There was a resort-like structure and a small tea shop quite near the top. With rain clouds everywhere threatening to fire the grenades of rain drops, tea was a much needed thing. But the clouds still hesitated except for a few drops, and it was another day of no significant rain; another day of monsoon failure or the curse of the Lords of the rain. The wind was strong though, and even the grass bowed down to it as if the master of that small world had arrived. The fog was powerful enough to make it all feel so unclear; the beauty of nature still showed its face in between. The green colour was not easily hidden and the rocks sometimes gave the effect of watching a black and white version. The uncertainty of rain still prevailed. The power of the wind was good enough to bring back the memories of “Ode to the West Wind”, as if it was also a destroyer and a preserver, and carried our words, our ideas all the way to distant areas of the hills. The world was still, and everything looked stuck like a newer Operating System working in an older computer, until the wind had arrived. The wind and the fog created that new scene of beauty; as if it was West Wind’s twin brother, or at least a cousin; even the possibility of a double role or re-incarnation cannot be ignored.

As the journey happened in the morning itself, there was almost a complete lack of tourists around there. It was only by the time we were leaving, that people started arriving, not in groups, but in two motor-bikes and three cars which were clearly checked for ground clearance by the magnificient tester that is Ilaveezhapoonjira. There is the need for better roads ending the tragedy of cars, and there would surely be more visitors – the need for pubicity is also there, but that factor is surely being worked on right now. But when the roads remain like that even at a time that there is less rain, one has to wonder what monsoon would do to it sooner or later. Even an alternative, a longer, but better road would be a better solution. But the practical solution would be to repair them immediately, or see a few mad tourists. Robert Frost might consider this route as the road not to be taken, rather than the road not taken; but in that part of the world where even the most travelled roads needs lots of repair, that would be so much to expect, knowing the negative results in advance.
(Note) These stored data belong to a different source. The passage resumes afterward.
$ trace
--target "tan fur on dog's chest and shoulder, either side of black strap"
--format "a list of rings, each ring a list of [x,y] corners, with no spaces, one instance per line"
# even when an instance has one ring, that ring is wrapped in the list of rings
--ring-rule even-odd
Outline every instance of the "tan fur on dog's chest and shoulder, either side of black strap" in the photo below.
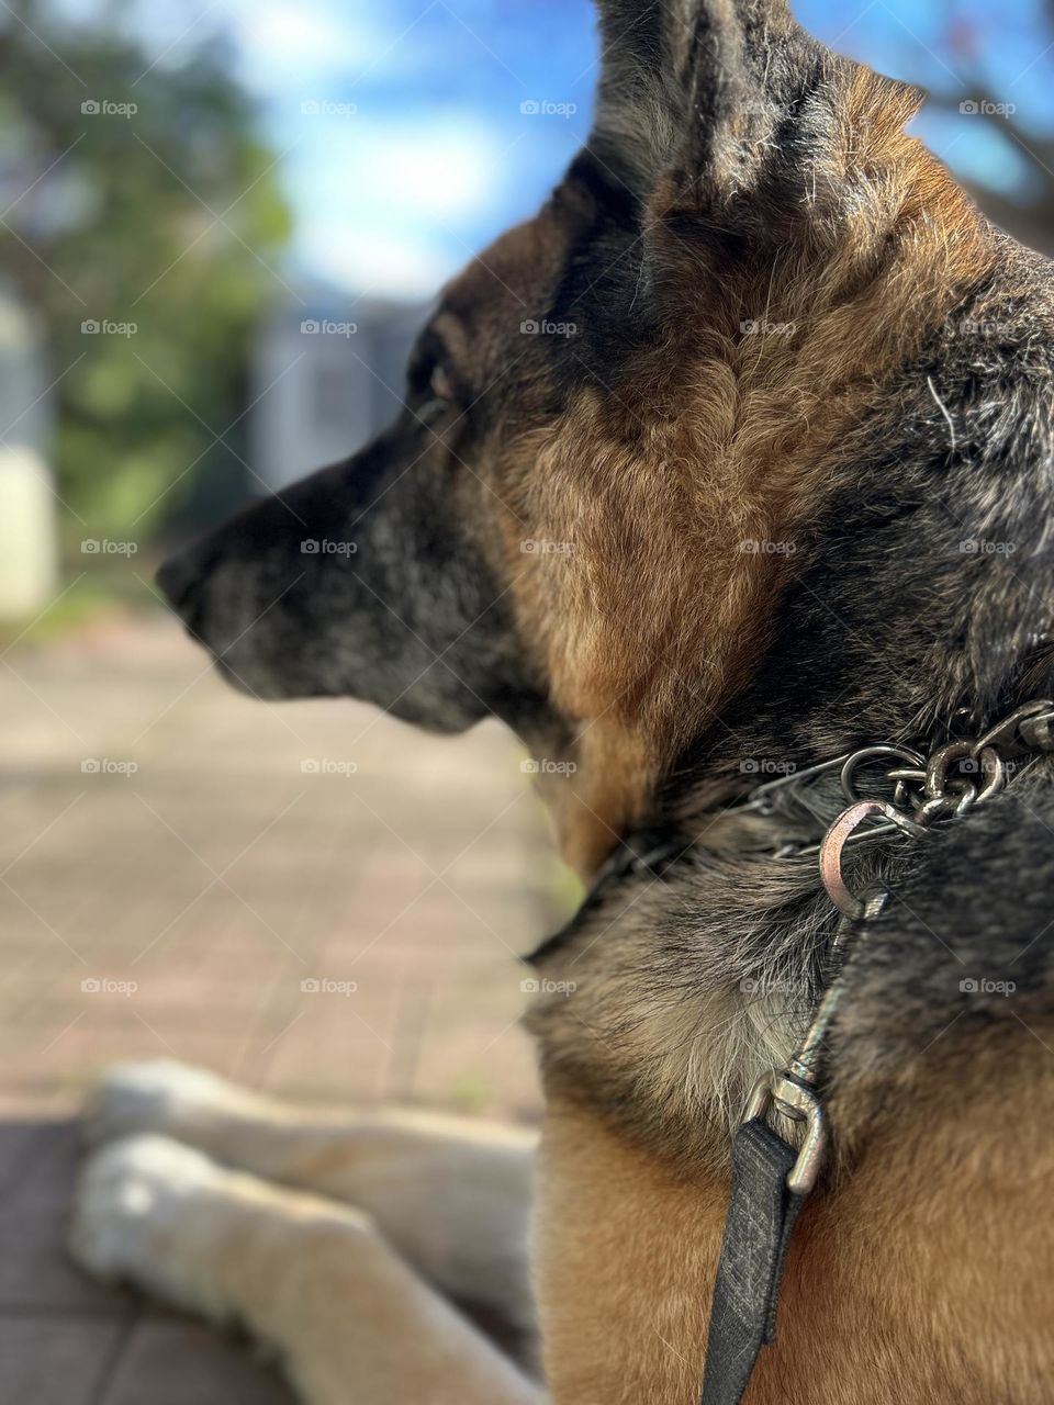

To be frank, none of these made the journey a failure, or a disappointment. All of these blended into a significant one-day trip which gave the mind much to remember for the next few days. There were not many different scenes, but just the same scene with frequent change of climate – with sunshine, clouds, powerful wind and the mystic fog supported by a little rain having a guest appearance. There was no shortage of that awesome poetic effect created by nature. I was being Ulysses or Odysseus, identified more by Lord Alfred Tennyson’s version rather than the others. I was also made weak, not by age, but by time and the world around me, and I was there to strive, to seek and not to yield. I had my small group of mariners, not of the sea, but of the land and the name nomads would suit us better, and on on that occasion, we were closer to that name both in spirit and also by the physical status. There were no Lotos-eaters though, not then, may be we could have seen similar people in the twilight, but that was not something this Ulysses had any interest in; as he was no war hero and his kingdom was absurd for many, for all the historians, poets and novelists wouldn’t have his name in their works.